On an annual basis, the IEA estimated that global oil demand fell by 1¼ mbd (-1½%) in 2009 to 85 mbd. This reduction was larger than expected, given the usual historical relationship (based on data for 1995-2008) between global oil demand and global GDP. The main reason for the decline was the sharp decline in demand from the OECD industrialised economies. In contrast, oil consumption in emerging and developing economies, led by China, rose by 1¾%, more than would have been expected on the basis of GDP elasticities and actual GDP growth experienced by these countries in 2009.

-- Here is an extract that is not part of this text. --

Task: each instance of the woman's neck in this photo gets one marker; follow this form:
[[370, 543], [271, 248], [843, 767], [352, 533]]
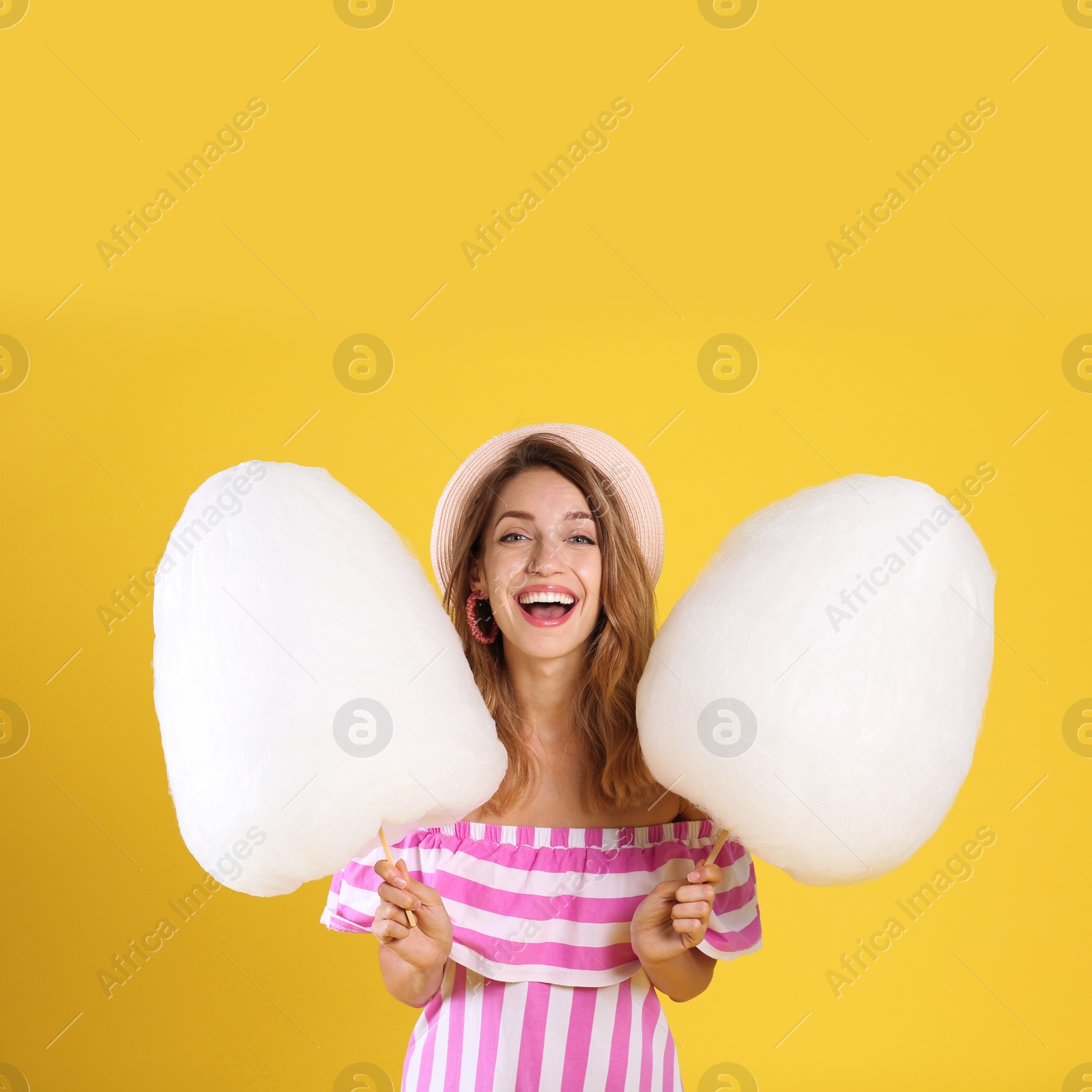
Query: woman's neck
[[546, 689]]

Meanwhile price pressure at the upper $80 pb end was restrained by the recovery in global oil production by OPEC and non-OPEC suppliers from the low point recorded in 2009Q2. Production by OPEC-11, subject to production quotas, increased by over ½ mbd from the low reached in January 2009. Non-OPEC supply also increased in 2009, rather than falling as industry analysts had expected earlier in the year, largely due to higher offshore US output from the Gulf of Mexico and a recovery in production in Russia, reflecting in part expectations of tax cuts on exports from the eastern Siberian oil fields, one of the new areas of development in Russian oil production. The supply increase lagged the revival in demand and the global oil market gradually moved from excess supply in early 2009 to a more balanced demand-supply position in the first four months of 2010.

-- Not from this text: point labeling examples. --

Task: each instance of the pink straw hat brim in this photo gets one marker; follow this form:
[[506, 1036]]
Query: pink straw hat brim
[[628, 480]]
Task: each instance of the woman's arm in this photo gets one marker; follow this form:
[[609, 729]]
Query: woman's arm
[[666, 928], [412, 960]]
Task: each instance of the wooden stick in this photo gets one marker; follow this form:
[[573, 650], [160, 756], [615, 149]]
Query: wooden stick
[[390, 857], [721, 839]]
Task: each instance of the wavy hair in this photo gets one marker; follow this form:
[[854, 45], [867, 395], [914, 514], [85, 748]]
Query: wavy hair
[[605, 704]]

The outlook for oil prices over the second half of 2010 and 2011 depends crucially on the interaction between the upward pressure from increases in global oil demand as world economic growth accelerates (assuming the euro zone debt crisis has no significant impact in restraining activity) and the supply response. The IEA's May 2010
Oil Market Report expects global oil demand to rise by around 2% (1½ mbd) to 86½ mbd in 2010, while the call on OPEC supplies (ie the difference between global demand and non-OPEC production) is forecast to rise markedly to around 28¾ mbd in 2010, since non-OPEC output is expected to rise modestly by just ¾ mbd to reach 55¼ mbd. The Deepwater Horizon oil spill in the Gulf of Mexico is not expected to affect significantly that region’s production, although it may lead to tighter safety measures and delay further offshore oil exploration. However, with both OPEC spare capacity and OECD inventories still above their historic averages, the IMF expects the upward pressure on oil prices to remain moderate over the short term, assuming the there is no significant change to the medium term outlook for the oil market. Nonetheless, with OPEC expected to supply a greater proportion of world oil demand in 2010, the evolution of oil prices will depend crucially on the readiness of OPEC producers in the Middle East and North Africa to use their spare capacity.